Caries is the chemical dissolution of the hard tooth structures - enamel and dentin - by the acid created as the bacteria in dental plaque ferment carbohydrates. The development of caries is dependent on the interplay between processes that cause demineralization of tooth enamel, and those which cause remineralization: Only when factors favor the high acidity that leads to demineralization does caries occur. In this section, the dynamic process of demineralization and remineralization is discussed, paying particular attention to tooth hard tissue structure, the role of acid production by cariogenic bacteria, and the critical pH at which tooth enamel begins to dissolve. The role of acid-reducing bacteria, saliva, and fluoride in tooth hard tissue remineralization will also be explained.

Clinical Significance Snapshots

How does understanding the demineralizing-remineralizing cycle help me prevent or arrest the caries process in my patients?

The ‘demin-remin’ cycle is like the ebb and flow of money in a checking account. If too many withdrawals are made and too few credits received, then the account becomes overdrawn. Credits that match or exceed the debits leads to a healthy financial situation. The same applies to calcium ions entering and exiting the tooth. Some loss of calcium inevitably occurs at mealtimes, as the cariogenic bacteria in the biofilm on the surface of the tooth metabolize the sugars in the diet via glycolysis. This creates a low pH or acidic environment that is capable of driving demineralization. Between meals, the saliva brings the pH back to safe levels (above pH 5.5) when the calcium ions can return to the tooth (remineralization). If there is not enough time for sufficient remineralization, then there is an overall loss of calcium from the tooth, the subsurface lesion may develop, bacteria enter the tooth material and the cavitation process commences. To prevent the occurrence of caries in your patients, it is important to include information about foods that lead to demineralization in oral health counseling, and note that saliva needs time between food intakes to restore any loss of calcium by sugar-containing foods and beverages. Foods rich in calcium and that stimulate saliva flow are very beneficial at the end of any meal. Examples would be yogurt, cheese, or milk (super-saturated with calcium) or a sugar-free chewing gum (saliva stimulation).

Why is the use of fluoride agents so prominent in the prevention of dental caries?

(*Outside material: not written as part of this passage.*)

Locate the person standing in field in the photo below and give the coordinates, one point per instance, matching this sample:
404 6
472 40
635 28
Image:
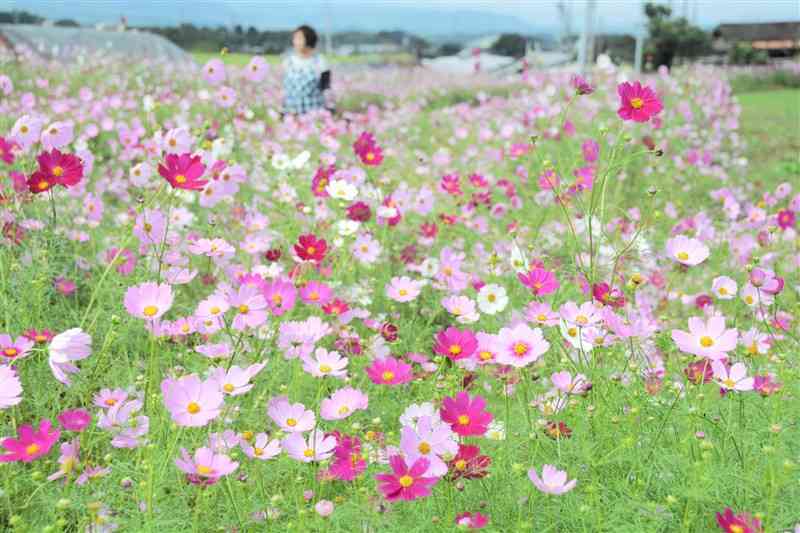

Hydroxyapatite crystals in enamel are impure, due to the presence of carbonate ions. Carbonate ions make the carbon-hydroxyapatite weak and much more easily dissolved by acids. Fluoride ions can replace some of the carbonate and hydroxyl ions to create fluorapatite. Fluorapatite is physically much stronger than carbon-hydroxyapatites, and more resistant to acid dissolution. Essentially, fluoride tips the demin/remin balance in favor of remin. Fluoride should be applied daily in low concentration via the use of toothpaste that has proven bioavailability of fluoride (ADA Seal of Acceptance). Additional forms of fluoride application should be considered for patients more at risk of caries due to frequent consumption of sugars or poor saliva flow. These would include fluoride rinses (daily or weekly depending upon strength), and professional application of gels or foams rich in fluoride.